The fact that patients may be able to set their privacy preferences and entities will use metadata tags to attach such preferences to specific documents does not establish a legal requirement on the receivers of such documents to honor, acknowledge, accept or enforce such preferences. Instead, the proposed approach, in the absence of enforceable policies, will create unrealistic and unenforceable expectations among consumers that their choices are to be acknowledged and enforced equally and consistently across health care organizations.
What about other entities? Here’s a key statement from the American Hospital Association comment letter:
The AHA believes that inclusion of these standards in the Stage 2 meaningful use regulations would be premature in the absence of systematic evidence that they offer demonstrated benefits that outweigh the costs of implementation and are feasible for use in all care settings.
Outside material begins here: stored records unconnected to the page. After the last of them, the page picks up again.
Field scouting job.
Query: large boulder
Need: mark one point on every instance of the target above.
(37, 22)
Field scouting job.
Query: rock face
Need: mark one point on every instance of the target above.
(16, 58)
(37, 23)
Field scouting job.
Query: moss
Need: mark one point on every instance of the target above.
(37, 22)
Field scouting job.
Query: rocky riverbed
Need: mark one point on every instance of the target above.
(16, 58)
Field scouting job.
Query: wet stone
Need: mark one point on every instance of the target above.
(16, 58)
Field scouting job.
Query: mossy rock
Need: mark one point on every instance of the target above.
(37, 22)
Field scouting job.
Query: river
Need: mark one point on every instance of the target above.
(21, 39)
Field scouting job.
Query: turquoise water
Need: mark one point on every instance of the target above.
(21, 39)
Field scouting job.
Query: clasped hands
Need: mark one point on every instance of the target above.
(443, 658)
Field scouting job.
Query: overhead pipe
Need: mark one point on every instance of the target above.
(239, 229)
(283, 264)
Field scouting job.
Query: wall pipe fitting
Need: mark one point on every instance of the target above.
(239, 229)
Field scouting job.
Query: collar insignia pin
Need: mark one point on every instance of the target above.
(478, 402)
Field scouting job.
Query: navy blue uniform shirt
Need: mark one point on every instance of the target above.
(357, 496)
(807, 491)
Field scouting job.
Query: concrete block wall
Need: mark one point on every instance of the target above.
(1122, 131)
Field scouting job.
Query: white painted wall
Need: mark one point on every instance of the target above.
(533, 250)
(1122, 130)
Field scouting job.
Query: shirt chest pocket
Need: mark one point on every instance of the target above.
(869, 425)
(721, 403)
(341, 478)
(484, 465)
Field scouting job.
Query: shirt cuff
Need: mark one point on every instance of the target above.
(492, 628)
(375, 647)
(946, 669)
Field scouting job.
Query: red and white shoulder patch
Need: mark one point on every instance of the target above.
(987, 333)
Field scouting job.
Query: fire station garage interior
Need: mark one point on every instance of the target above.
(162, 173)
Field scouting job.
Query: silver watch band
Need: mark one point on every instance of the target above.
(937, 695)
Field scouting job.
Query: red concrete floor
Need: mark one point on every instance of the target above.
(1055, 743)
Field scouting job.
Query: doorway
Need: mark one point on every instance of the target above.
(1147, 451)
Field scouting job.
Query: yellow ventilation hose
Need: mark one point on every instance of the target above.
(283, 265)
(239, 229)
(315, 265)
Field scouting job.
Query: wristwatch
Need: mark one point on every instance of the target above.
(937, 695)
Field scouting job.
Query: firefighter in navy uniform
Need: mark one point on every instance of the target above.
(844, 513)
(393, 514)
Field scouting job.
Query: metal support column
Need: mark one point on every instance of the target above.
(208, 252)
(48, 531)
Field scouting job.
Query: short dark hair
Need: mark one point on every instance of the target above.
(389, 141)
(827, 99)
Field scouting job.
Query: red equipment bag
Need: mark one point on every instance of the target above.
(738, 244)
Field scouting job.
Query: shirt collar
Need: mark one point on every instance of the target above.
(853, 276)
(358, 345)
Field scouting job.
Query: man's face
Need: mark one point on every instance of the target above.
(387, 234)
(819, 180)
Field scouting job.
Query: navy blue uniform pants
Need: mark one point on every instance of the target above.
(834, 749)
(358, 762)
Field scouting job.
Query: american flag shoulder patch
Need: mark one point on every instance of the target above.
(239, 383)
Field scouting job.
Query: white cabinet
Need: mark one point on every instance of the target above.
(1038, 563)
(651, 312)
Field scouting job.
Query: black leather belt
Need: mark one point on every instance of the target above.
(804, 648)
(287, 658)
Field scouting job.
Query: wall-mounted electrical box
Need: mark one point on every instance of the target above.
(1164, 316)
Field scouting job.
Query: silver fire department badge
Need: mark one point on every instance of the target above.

… and CHIME (College of Healthcare Information Management Executives):
CHIME believes that these and other initiatives hold promise, but that metadata standards being currently considered for use are underdeveloped. CHIME recommends that ONC investigate metadata standards using an inclusive volunteer network of technical experts established through the Standards & Interoperability (S&I) Framework.
So… whether it’s 5010, ICD-10, Meaningful Use Stages 2 (and 3), or metadata standards, are we seeing the same pattern? These are all well-intentioned efforts to move the United States healthcare system into the 21st century. Ideally, new requirements, functions, and deliverables would be methodically introduced in a sequenced, appropriately coordinated fashion according to a timeline that adjusts based on assessments of progress — and new expectations would only be layered on tested and firmly embedded standards, policies, and practices. Unfortunately, it seems that each wave of new ideas raises concerns similar to those regarding the prematurity of these metadata standards.
What do you think? Déjà vu all over again? How do we break this cycle?
This post is the personal opinion of the author and does not necessarily reflect the official policy or position of the American College of Physicians (ACP). ACP does not endorse a specific EHR brand or product and ACP makes no representations, warranties, or assurances as to the accuracy or completeness of the information provided herein.